Okay, here we go. We’ll either have you at “Ultimate Cheater Pulled Pork” or our book is headed straight for the library’s used book sale. We know that. You know that. So, let’s drop the chit chat and make some cheater barbecue.

In short, you drop a pork butt into the slow cooker, add dry rub and bottled smoke, close the cover, go away for a while, pull or chop the meat and pile it on a bun, add sauce, get out the pickles, open a beer. BOOM! That’s barbecue, baby. Can you feel it? That’s Ultimate Cheater Pulled Pork. Makes 12 to 14 servings.


One (5 to 6 pound) boneless Boston Butt pork roast or boneless country style ribs

1/4 cup Cheater Basic Dry Rub (or your own favorite, ours is just a blend of salt, pepper, paprika and a little garlic powder)

1/2 cup bottled smoke (you can use less, if this scares you)

1. Cut up the pork shoulder into medium (2 to 3-inch) chunks, if you like, but you don’t have to (the country style ribs don’t need to be cut up).

2. Put the pieces in a large (at least 5 quarts) slow cooker. Sprinkle the meat with the rub, turning the pieces to coat evenly. Add the bottled smoke.

3. Cover and cook on high 5 to 6 hours or on low for 10 to 12 hours, until the meat is pull-apart tender and reaches an internal temperature of 190° F.

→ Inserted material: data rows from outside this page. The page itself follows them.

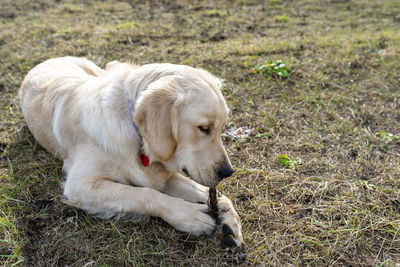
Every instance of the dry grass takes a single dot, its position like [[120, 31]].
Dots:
[[341, 207]]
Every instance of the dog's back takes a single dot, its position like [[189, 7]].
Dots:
[[48, 92]]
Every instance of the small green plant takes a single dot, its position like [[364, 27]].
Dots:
[[281, 19], [276, 68], [285, 161], [365, 184], [388, 137]]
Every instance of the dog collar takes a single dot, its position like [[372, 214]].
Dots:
[[131, 106], [145, 160], [143, 157]]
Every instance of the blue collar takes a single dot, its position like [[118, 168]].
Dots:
[[131, 106]]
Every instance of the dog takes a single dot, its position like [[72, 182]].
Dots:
[[135, 139]]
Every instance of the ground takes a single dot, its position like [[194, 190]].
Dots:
[[338, 111]]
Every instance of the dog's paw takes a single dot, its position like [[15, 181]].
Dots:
[[229, 229], [191, 218]]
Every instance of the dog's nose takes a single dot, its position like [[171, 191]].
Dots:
[[224, 171]]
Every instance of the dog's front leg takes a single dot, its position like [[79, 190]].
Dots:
[[229, 222], [99, 194]]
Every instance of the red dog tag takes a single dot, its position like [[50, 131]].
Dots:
[[145, 160]]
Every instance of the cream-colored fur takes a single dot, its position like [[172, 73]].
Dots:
[[80, 112]]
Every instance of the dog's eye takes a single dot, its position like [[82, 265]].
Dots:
[[204, 129]]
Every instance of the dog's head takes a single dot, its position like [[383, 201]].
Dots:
[[181, 118]]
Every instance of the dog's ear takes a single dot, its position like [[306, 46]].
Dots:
[[156, 116]]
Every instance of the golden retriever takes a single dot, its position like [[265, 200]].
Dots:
[[134, 139]]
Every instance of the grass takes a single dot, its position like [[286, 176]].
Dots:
[[340, 207]]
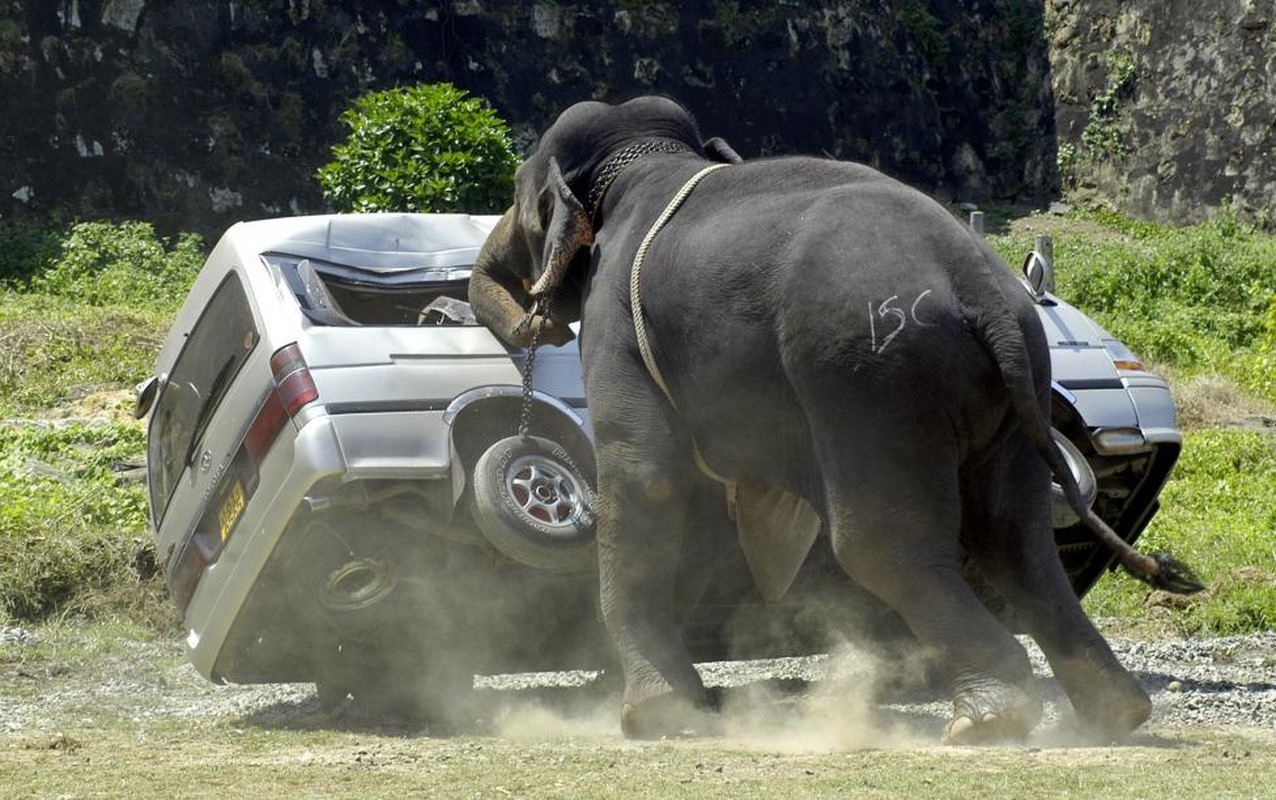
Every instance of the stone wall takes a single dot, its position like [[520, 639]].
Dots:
[[199, 112], [1168, 107]]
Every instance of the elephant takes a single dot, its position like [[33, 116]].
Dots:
[[846, 359]]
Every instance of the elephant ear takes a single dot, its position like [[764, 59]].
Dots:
[[567, 232]]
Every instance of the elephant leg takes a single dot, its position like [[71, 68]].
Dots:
[[646, 475], [895, 523], [1013, 545]]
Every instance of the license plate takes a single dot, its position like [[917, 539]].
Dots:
[[231, 509]]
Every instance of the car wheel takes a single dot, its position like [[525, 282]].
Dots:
[[532, 502], [1062, 514]]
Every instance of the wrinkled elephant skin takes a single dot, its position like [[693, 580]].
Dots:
[[823, 331]]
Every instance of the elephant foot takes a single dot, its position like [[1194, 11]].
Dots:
[[1110, 707], [666, 716], [992, 712]]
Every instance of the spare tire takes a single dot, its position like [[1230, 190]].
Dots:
[[534, 502]]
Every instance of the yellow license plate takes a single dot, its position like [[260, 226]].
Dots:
[[231, 509]]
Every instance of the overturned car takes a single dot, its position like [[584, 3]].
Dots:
[[355, 484]]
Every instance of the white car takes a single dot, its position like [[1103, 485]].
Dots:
[[342, 490]]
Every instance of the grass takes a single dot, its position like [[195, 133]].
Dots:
[[211, 759], [73, 533], [1217, 514]]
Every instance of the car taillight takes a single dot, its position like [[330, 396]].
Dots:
[[294, 388]]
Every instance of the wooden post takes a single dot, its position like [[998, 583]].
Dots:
[[1045, 246]]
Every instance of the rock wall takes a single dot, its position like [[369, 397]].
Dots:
[[1166, 109], [199, 112]]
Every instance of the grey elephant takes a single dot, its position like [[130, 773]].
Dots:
[[841, 355]]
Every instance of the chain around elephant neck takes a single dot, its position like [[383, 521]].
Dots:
[[634, 273], [616, 165]]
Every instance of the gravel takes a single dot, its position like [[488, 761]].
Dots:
[[1196, 681]]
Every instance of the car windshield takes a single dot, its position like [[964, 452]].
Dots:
[[216, 350]]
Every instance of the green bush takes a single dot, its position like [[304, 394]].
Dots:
[[27, 246], [422, 148], [125, 263]]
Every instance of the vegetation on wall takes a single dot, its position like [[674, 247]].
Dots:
[[1103, 134], [421, 148]]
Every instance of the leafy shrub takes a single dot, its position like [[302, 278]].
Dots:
[[69, 528], [422, 148], [52, 351], [27, 245], [125, 263]]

4. Remove the meat from the cooker to a rimmed platter or baking sheet with tongs and a slotted spoon. Allow the meat to cool enough to handle.

5. Pull the meat into strands. It should shred very easily.

6. Serve the barbecue piled on buns with barbecue sauce and slaw.

7. To serve the barbecue later, refrigerate the meat when it has cooled. Pour the meat juice into a separate container and refrigerate. Before reheating the juice, skim and discard the congealed fat layer on the top.

8. To re-warm the barbecue, place it in a saucepan moistened with some of the reserved juice. Gently heat the meat on medium low, stirring occasionally. Or, place it in a covered casserole with some of the reserved juice and heat in a 350° F oven for 20 to 30 minutes.

9. While the meat warms, combine the barbecue sauce and some of the additional reserved meat juice in a saucepan. Heat through and serve with the barbecue.